Connecticut’s Hartford Public Schools holds the inaugural Playlab AI Professional Learning Community and plans to roll out a train-the-trainer model to allow participants to further share their knowledge across the district to promote increased AI literacy among educators.
Stanford updates its free AI literacy resources with new lessons for high school teachers and students, including AI or not AI? and Can AI help us communicate with whales?
Stanford’s third annual AI+Education Summit was guided by four key questions: What is the future of learning we aspire to? What makes us uniquely human? How do we center humanity in our learning and AI ecosystems? How can research best support a bright future of learning? Panelists discussed the concept of being AI literate, how to teach AI literacy, and ethical dilemmas. University of Michigan’s James DeVaney writes about the key messages he took away from the summit for Inside Higher Ed in AI and Education: Shaping the Future Before It Shapes Us, including that “AI literacy is urgent—but we lack consensus on what it means.”

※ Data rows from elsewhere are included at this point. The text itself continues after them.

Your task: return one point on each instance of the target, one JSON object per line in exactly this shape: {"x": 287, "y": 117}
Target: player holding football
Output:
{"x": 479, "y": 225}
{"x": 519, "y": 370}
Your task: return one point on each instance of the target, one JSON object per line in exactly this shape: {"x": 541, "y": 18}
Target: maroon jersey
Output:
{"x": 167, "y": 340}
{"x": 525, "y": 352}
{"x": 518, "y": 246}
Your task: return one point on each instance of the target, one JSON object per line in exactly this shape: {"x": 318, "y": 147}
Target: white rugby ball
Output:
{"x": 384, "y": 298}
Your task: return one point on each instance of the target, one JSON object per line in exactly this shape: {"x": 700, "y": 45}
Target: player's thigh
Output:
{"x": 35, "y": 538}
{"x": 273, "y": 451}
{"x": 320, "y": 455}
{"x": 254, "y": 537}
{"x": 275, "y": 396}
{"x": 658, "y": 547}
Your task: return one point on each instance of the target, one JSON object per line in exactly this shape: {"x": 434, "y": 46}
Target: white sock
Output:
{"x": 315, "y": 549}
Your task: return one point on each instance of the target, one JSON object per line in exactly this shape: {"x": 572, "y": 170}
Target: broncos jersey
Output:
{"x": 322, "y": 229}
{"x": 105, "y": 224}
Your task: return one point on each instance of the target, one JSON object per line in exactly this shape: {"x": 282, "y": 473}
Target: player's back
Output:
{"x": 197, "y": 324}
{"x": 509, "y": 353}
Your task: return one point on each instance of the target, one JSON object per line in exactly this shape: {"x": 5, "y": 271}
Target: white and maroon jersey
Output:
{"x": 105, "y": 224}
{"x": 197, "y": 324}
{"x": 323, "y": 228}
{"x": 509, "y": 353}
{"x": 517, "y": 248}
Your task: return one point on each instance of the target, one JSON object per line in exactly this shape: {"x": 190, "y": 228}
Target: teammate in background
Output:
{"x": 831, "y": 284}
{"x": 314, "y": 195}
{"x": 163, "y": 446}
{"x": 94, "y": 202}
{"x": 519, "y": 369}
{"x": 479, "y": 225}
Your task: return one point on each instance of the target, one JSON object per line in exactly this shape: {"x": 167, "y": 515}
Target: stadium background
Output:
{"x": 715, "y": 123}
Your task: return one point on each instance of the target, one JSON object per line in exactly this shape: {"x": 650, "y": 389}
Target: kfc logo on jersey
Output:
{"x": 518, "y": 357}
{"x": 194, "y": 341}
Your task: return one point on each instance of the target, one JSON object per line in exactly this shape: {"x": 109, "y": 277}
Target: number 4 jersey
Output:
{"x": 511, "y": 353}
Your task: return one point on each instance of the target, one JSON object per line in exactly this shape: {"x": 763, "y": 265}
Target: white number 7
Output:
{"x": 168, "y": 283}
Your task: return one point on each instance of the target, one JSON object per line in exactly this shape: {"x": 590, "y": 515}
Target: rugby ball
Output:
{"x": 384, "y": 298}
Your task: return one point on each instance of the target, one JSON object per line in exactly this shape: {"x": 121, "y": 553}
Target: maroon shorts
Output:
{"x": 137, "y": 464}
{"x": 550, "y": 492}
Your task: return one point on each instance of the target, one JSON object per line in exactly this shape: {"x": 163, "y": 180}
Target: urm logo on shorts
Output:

Student organization AI Consensus, sponsored by Minerva University, features several students’ perspectives on AI and learning in How is AI Changing What it Means to Learn? Pt. 1, with students reflecting on the pros and cons of how the tech is impacting their learning journey.
In the Youtube interview College of Western Idaho integrating AI literacy and AI tools for students, staff and students discuss the implementation of an AI tool with guardrails that keeps students on track and won’t do their assignments for them but can explain concepts in terms they can relate to, such as Dungeons and Dragons narratives.
Bournemouth University shares an example (AI for Generating Ideas) from its Student AI Literacy series of exercises that teachers can use in the classroom to improve students’ prompting and evaluation skills.
The ICT department at Mahidol University in Thailand hosts a workshop on AI literacy and skills and how staff can use Microsoft Co-pilot for emails, reports, content creation, and data analysis.